Tricks like the proposed ones are clearly not the solution, and even if
the language is not prepared for that today, this is probably something
worth developing for the future. How many changes do you perform to the
system? I believe 95% of the compile time (probably closer to 99%)
produces exactly the same output again and again.
BR/Pablo
On 19/06/12 15:59, Brian Gallew wrote:
There actually is a way to do this, though you may find it to be more
painful to work with.
Imagine, if you will, two environments: production and maintenance.
The production environment is the one you're running right now, for
production. It fully manages everything and ensures that your systems
are all fully up-to-spec. It takes about 5 minutes for a full run of
this manifest.
The maintenance environment, on the other hand, manages /etc/passwd,
exported resources, and a couple critical resources that change
frequently. It doesn't check package versions, update
/etc/ssh/ssh_known_hosts, configure backup software, etc. It's main
purpose is to keep puppet running.
Once you have these two environment configured, you move the majority
of your hosts from "production" to "maintenance", and your puppet
runtime drops. When you make actual changes to the manifests, you
temporarily move all those hosts back into the production manifest so
they get applied, and then revert them to maintenance.
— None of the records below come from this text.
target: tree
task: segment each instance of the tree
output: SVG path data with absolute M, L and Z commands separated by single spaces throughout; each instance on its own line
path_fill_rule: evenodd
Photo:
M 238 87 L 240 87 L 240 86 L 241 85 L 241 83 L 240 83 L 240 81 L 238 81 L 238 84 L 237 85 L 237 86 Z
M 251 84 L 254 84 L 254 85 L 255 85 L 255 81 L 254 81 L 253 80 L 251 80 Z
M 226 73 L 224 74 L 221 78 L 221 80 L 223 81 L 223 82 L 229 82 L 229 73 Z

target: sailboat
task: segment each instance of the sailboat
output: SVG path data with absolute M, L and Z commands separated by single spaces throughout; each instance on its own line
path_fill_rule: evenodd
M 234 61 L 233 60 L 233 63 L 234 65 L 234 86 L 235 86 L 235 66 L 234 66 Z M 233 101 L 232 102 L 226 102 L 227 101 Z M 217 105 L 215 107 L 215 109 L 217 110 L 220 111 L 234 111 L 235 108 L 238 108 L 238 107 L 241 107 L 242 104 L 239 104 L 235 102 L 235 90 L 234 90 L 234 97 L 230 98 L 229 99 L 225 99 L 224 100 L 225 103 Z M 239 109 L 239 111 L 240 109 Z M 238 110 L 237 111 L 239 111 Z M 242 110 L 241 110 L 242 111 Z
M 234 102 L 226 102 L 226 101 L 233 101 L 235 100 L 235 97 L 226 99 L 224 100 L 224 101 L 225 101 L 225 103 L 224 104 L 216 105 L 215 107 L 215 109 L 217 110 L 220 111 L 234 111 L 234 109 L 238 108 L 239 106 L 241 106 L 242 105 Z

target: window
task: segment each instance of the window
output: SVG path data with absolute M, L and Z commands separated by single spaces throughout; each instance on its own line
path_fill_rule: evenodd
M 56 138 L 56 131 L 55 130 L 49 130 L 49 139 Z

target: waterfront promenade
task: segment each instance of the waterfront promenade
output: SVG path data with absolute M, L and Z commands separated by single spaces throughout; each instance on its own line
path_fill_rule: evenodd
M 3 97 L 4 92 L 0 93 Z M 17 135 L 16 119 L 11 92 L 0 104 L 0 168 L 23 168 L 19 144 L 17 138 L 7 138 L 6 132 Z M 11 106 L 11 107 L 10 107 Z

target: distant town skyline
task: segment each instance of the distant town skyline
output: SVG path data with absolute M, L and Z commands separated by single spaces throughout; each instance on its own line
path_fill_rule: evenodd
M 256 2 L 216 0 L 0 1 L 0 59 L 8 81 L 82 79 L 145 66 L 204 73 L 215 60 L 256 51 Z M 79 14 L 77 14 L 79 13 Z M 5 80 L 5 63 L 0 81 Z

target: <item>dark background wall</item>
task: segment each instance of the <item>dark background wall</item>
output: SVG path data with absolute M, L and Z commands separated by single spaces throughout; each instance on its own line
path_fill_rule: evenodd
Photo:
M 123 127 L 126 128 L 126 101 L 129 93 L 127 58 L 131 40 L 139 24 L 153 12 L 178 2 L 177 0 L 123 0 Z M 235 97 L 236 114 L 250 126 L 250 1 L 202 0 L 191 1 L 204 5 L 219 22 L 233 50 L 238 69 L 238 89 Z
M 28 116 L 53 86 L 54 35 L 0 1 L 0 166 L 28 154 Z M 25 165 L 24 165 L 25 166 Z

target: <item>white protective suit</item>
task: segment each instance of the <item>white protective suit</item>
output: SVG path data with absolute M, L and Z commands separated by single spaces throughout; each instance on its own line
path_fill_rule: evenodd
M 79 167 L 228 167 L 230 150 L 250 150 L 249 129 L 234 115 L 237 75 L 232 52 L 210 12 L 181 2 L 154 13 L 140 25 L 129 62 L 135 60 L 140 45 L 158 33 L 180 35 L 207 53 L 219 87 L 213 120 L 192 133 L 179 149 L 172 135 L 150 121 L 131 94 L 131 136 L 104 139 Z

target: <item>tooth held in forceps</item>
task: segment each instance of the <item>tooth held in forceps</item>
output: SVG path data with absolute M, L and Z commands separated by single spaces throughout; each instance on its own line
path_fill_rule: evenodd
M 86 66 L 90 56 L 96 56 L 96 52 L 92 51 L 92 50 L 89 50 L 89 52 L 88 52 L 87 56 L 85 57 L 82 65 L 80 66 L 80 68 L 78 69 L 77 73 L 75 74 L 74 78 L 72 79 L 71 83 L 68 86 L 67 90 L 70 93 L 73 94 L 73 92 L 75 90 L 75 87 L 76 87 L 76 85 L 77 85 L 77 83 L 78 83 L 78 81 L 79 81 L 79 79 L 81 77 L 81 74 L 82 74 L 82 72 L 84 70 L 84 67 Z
Another possibility for reducing overall CPU usage is to reduce the
number of times a day that Puppet runs. If you cut it back to twice
daily, then your total CPU usage goes from 120 minutes/host to 10
minutes/host. That is, in fact, how we run Puppet where I work,
though we do that out of a culture of a "no changes during production"
mindset rather than saving CPU cycles.
Finally, consider the actual reasons for your long run times. If it's
primarily that you are checksumming large file trees, you may want to
consider other alternatives. While Puppet is fabulous for templated
files, perhaps the bulk of those files could go into a
bzr/svn/git/hg/whatever repository? Then your manifest for that
directory is reduced to an exec{} for creating it, and either an
exec{} or perhaps a cron{} for running the appropriate update.
On Tue, Jun 19, 2012 at 6:38 AM, jcbollinger
<john.bollin...@stjude.org <mailto:john.bollin...@stjude.org>> wrote:
On Tuesday, June 19, 2012 5:23:42 AM UTC-5, Duncan wrote:
Hi folks, I'm scratching my head with a problem with system load.
When Puppet checks in every hour, runs through all our checks,
then exits having confirmed that everything is indeed as
expected, the vast majority of the time no changes are made.
But we still load our systems with this work every hour just
to make sure. Our current configuration isn't perhaps the
most streamlined, taking 5 minutes for a run.
The nature of our system, however, is highly virtualised with
hundreds of servers running on a handful of physical hosts.
It got me thinking about how to reduce the system load of
Puppet runs as much as possible. Especially when there may be
a move to outsource to virtualisation hosts who charge per CPU
usage (but that's a business decision, not mine).
Is there a prescribed method for reducing Puppet runs to only
be done when necessary? Running an md5sum comparison on a
file every hour isn't much CPU work, but can it be configured
so that Puppet runs are triggered by file changes? I know
inotify can help me here, but I was wondering if there's
anything already built-in?
You seem to be asking whether there's a way to make the Puppet
agent run to see whether it should run. Both "no, obviously not"
and "yes, it's automatic" can be construed as correct answers. In
a broader context, anything you run to perform the kind of
monitoring you suggest will consume CPU. You'd have to test to
see whether there was a net improvement.
Consider also that although file checksumming is one of the more
expensive operations Puppet performs, files are not the only
managed resources in most Puppet setups. You'll need to evaluate
whether it meets your needs to manage anything only when some file
changes.
There are things you can do to reduce Puppet's CPU usage,
however. Here are some of them:
* You can lengthen the interval between runs (more than you
already have done).
* You can apply a lighter-weight file checksum method (md5lite
or even mtime).
* You can employ schedules to reduce the frequency at which less
important resources are managed.
* You can minimize the number of resources managed on each node.